From 8 am to noon, man’s testosterone levels remain at the highest level. So he is bursting with energy, he is not lacking in self-confidence, he is in top form thanks to the perfect coordination of all the senses. He is enterprising, but also willing to argue and … very hungry for sex. Accumulated testosterone will increase the desire for intercourse. Between 13 and 17, testosterone levels are falling. This is the best time for team work, because the man is still in a good mood. It is also a good time for difficult conversations. When a man gets rid of excess energy, it is easier to get along with him, because he is more reliable, reveals good emotions. Testosterone and biologically active testosterone fall gradually after the age of 35. Heart attack risk factors are higher in men than in women before menopause age. Testosterone was a good candidate to explain the difference. A number of recent studies show opposite conclusions: low levels Testosterone increases the risk of cardiovascular disease. A study from the University of California in San Diego found that low levels of testosterone increased the risk of premature death. Testosterone levels were measured in men aged 50-90 in the early 1980s and their mortality rate was studied. in 2004, the annual mortality rate in men with the lowest testosterone at the beginning of the study was 40% higher than in men with higher testosterone levels. Men with low testosterone were more likely to die from heart and lung diseases. There was no relationship between testosterone levels and cancer and cancer. This and several other studies justify the use of testosterone supplements in older men. The BALCO scandal and the Major League Baseball scandal have shed bad light on testosterone and have made doctors reluctant to prescribe them to patients.

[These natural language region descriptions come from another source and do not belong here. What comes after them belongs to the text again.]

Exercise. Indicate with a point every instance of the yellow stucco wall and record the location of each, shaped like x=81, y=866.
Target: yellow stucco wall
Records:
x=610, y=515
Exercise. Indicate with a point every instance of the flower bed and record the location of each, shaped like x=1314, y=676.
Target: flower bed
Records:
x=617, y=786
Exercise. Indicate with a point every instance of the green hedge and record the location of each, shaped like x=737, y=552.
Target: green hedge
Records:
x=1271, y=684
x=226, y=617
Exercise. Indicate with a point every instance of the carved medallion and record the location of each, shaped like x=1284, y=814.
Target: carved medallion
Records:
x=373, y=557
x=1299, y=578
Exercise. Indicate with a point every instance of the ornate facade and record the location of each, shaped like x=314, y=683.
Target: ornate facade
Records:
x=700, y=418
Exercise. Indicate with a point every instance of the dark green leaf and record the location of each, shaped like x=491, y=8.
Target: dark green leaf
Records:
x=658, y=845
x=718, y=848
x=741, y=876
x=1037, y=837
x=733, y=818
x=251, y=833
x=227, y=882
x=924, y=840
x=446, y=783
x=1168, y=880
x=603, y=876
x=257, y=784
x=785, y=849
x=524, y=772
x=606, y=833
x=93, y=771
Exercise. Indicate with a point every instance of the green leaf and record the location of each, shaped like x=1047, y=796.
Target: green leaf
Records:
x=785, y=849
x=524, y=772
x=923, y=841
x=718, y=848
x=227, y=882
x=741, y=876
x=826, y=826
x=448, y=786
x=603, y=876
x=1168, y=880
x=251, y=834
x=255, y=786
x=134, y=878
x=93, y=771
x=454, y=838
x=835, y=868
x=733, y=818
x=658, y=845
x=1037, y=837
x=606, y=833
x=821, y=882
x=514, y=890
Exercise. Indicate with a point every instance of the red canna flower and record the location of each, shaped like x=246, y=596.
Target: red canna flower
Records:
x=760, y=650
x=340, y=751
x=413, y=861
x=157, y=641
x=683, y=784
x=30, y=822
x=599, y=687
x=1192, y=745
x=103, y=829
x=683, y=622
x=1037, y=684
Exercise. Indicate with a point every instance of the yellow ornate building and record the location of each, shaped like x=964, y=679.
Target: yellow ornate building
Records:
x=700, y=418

Testosterone kills brain cells. This finding may help explain why steroid abuse causes changes in behavior, such as increased aggression or suicidal tendencies.

Laboratory tests have shown that small amounts of the male sex hormone are beneficial for neurons, but its higher concentration causes self-destruction in a process reminiscent of pathological changes For example, in Alzheimer’s disease. Barbara Ehrlich, from Yale University, observes that it is not good when there is too little or too much testosterone, the most favorable situation is in the case of medium concentrations. Testosterone is crucial for the development, differentiation and growth of cells. Both women and men produce it, but for the latter it is typical that it is about 20 times higher. It is possible to “overdose” testosterone or steroids, which are converted into testosterone in the body. Previous research has shown that an excess of this hormone causes behavioral changes. We can show that when you have high levels of steroids, you also have high testosterone levels, which in turn can damage nerve cells. We also know that “losing” the brain, you lose its function – proves Ehrlich.The team of Americans carried out similar tests with estrogen. We were surprised, but it seems that estrogen has a protective effect on neurons. In the presence of estrogen, there are fewer cell deaths [as a result of the so-called apoptosis – note ed.] In the pages of the Journal of Biological Chemistry Ehrlich and her team warn against taking steroids. This can help build muscle mass, but it has long-term negative effects on brain function. Apoptosis is important for the brain because it has to eliminate some cells. But if it happens too often, you lose too many neurons, and that means trouble. A similar process occurs in Alzheimer’s, Huntington’s and other diseases. Our results suggest that the body’s reactions to increased testosterone levels can be compared with pathophysiological diseases.